O jardim das delícias onde a beleza nasce da escuridão

Publicado a

Jacob van Eyck terá composto a Doen Daphne d’over Maeght (eu já me debruço sobre o significado desta lista de palavras holandesas, não se preocupem) no início do século XVII. Ouço-a como uma das melodias mais bonitas e com maior potencial virtuoso da história da música europeia, mas parece-me que também é um profundo exercício de hedonismo, tanto para quem a ouve, como para quem a toca e, a limite, para quem a compôs. Esta é a história de quem transferiu a beleza dos olhos para os ouvidos, por não a poder ver.
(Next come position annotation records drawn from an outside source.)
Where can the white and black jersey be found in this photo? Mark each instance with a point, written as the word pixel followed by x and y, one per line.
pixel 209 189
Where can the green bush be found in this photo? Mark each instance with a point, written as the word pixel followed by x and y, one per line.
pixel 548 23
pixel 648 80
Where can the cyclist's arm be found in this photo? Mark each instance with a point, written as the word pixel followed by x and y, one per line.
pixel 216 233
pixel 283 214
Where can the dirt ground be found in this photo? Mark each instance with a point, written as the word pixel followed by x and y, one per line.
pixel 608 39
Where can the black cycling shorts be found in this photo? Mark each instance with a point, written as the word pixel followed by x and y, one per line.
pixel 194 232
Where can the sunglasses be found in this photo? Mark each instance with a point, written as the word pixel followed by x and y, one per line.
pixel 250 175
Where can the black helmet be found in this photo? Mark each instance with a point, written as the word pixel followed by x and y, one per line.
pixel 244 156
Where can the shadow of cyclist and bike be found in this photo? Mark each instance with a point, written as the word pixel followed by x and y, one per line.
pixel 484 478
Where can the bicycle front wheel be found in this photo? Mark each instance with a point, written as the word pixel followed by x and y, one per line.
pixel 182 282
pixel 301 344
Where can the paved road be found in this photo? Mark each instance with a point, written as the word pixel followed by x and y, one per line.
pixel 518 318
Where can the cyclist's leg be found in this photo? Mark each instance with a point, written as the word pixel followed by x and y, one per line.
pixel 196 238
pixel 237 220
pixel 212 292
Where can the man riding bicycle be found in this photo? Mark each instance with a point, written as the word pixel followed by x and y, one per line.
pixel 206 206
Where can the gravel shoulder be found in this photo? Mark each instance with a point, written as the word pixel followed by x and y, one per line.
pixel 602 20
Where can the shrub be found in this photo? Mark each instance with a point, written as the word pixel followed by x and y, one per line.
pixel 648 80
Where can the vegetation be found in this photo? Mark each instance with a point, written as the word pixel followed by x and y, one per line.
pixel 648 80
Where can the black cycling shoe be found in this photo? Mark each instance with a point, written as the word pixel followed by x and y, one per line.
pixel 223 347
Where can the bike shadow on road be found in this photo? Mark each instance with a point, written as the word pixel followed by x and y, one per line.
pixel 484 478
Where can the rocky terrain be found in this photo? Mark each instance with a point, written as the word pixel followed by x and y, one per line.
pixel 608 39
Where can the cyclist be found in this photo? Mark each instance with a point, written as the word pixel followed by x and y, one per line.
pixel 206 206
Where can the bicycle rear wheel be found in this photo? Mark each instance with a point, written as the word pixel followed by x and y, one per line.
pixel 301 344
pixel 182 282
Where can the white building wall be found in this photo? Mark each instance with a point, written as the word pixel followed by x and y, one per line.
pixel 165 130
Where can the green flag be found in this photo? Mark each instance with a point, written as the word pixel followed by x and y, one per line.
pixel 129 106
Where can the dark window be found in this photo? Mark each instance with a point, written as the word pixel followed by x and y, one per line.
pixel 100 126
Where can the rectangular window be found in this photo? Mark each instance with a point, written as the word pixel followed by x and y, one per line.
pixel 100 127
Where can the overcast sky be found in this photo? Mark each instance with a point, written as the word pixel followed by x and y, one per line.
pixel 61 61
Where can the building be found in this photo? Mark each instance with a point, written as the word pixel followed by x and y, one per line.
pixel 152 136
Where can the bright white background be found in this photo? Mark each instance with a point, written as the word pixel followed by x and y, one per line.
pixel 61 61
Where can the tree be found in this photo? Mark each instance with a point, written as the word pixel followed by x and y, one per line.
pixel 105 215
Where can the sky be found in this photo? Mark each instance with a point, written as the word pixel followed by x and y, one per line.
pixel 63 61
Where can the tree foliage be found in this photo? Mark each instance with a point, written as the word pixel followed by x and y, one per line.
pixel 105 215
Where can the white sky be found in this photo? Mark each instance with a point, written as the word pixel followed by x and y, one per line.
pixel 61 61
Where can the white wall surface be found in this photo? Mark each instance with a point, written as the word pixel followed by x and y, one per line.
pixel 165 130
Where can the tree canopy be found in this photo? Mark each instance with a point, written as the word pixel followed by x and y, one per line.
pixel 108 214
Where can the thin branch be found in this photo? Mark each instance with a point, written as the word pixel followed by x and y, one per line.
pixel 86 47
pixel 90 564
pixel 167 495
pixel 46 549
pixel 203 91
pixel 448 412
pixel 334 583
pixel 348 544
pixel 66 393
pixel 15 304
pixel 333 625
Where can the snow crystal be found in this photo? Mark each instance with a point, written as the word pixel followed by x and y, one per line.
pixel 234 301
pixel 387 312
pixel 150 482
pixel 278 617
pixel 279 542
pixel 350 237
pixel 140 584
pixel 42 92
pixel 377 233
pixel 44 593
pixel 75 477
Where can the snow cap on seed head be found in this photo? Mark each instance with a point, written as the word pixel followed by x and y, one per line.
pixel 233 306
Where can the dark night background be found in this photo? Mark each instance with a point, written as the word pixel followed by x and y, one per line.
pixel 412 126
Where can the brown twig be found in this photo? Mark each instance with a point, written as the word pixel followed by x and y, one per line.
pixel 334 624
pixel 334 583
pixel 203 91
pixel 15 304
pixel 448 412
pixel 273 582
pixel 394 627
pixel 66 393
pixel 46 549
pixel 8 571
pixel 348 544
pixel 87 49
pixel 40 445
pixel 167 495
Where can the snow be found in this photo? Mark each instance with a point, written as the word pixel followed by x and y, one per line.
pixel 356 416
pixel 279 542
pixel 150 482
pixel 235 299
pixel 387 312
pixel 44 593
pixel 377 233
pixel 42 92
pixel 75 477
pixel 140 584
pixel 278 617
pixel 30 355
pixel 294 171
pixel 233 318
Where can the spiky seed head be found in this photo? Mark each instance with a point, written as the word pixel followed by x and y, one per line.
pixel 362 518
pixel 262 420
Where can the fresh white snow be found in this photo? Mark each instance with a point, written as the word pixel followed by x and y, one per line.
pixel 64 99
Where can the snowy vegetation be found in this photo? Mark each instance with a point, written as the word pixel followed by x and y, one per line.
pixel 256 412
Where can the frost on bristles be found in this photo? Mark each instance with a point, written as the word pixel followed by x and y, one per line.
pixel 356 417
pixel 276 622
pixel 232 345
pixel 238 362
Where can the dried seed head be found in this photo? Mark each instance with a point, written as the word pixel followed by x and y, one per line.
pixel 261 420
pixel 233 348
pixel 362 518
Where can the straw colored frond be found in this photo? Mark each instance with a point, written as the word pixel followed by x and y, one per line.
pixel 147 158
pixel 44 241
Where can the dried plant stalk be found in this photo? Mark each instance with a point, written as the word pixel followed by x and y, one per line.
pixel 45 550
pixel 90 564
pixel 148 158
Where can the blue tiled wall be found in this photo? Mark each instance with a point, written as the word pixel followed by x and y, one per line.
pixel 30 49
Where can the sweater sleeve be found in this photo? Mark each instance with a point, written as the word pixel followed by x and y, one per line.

Antes de começar a contar esta história, quero advertir que será altamente especulativa da minha parte, porque nasci no final da década de 70 do século XX, enquanto van Eyck nasceu na última década do século XVI. Parecendo que não, e apesar de todos os esforços de historiadores, musicólogos e apreciadores de beleza, esta distância cronológica condiciona o rigor, até porque quero mesmo ser afetado pelas minhas emoções e quero que quem me lê faça o mesmo com as suas, num turbilhão.

Jacob van Eyck nasceu cego, aproximadamente em 1590, talvez em Haia (é o maior rigor histórico que consigo convocar neste momento, mas sem certeza absoluta). Sabe-se que viveu nas cidades de Heusden e Bergen op Zoom, para além de ter trabalhado em Utrecht, como especialista em afinação de carrilhões. Era, portanto, alguém que sabia mesmo muito sobre sinos. Desenvolveu uma série de teorias matemáticas sobre frequências em torno destes idiofones (instrumentos cujo corpo vibra, sem qualquer tipo de membrana ou corda esticada) mais ou menos cónicos. Seja como for, ainda que esta seja uma parte fundamental da vida de van Eyck, não é a que mais me move.

O músico compôs pelo menos centena e meia de melodias, com variações conexas, que seriam fixadas num livro, publicado em 1644, cujo nome derrete qualquer icebergue da alma (num exercício anímico muito ousado, vá): Der Fluyten Lust-Hof, que numa tradução livre para português é algo como O Jardim das Delícias das Flautas. Algumas melodias terão sido inspiradas ou adaptadas do cancioneiro popular dos Países Baixos.

Sublinho que Jacob van Eyck era cego. Sabe-se que alguém escrevia ou anotava o que ele tocava, ainda que ele próprio fosse bastante proficiente para o fazer. E é aqui que entra a Daphne. É o título de uma das melodias do tal jardim das delícias.

Doen Daphne d’over Maeght, numa tradução incrivelmente livre do holandês, é algo como A bela ajudante Daphne. Maeght pode ser um nome de família, mas tem uma raiz etimológica francesa numa palavra que significa ajudante. Mas esta é a história que quero contar e vou optar por seguir esta teoria.

Foto: Vítor Moita Cordeiro

Começa em Ré. Uma semínima. E acaba numa mínima, no mesmo tom. Pelo meio é uma explosão de várias coisas, todas bonitas.

Imagino que, tendo van Eyck nascido num meio nobre, lhe tenha sido atribuída uma ajudante, chamada Daphne, que ele nunca viu. Se ele conseguiu aprimorar a afinação de algo tão bruto como um sino, imagino-o a ouvir cada detalhe da voz da Daphne e a desenhá-la na escuridão. As linhas são figuras rítmicas, frequências e timbres. E ar, apenas, que assume todas as formas do mundo através das flautas renascentistas.

Não sei se Daphne ajudou Jacob van Eyck. E, se o fez, não sei como terá sido. Lavou roupa? Preparou refeições? Plantou legumes? Agarrava num braço do compositor e levava-o a dar passeios? Será que Daphne existiu? Será que era musa de outra pessoa, que van Eyck, numa sanha invejosa, tomou para si? Não creio que haja respostas, mas também não as quero para mim. A ‘minha’ (dele) Daphne vive naquela melodia e naquelas variações. E dança, colhe flores, faz festas a gatos, tem cabelo ondulado, castanho ou azul, com raios dourados, tem olhos verdes e castanhos e cinzentos e usa roupas pesadas, talvez feitas numa versão holandesa do nosso burel. A cor da pele é qualquer uma, mesmo que houvesse uma predominância tonal nos Países Baixos do início do século XVII. A Daphne é uma súmula de todas as mulheres e não é nenhuma delas. Foi escrita com música através da escuridão e é imortal. Ouçam-na, por favor, seja tocada por François Lazarevitch, Frans Brüggen, Sarah Jeffery, Lucie Horsch ou Hester Groenleer. A Daphne existe.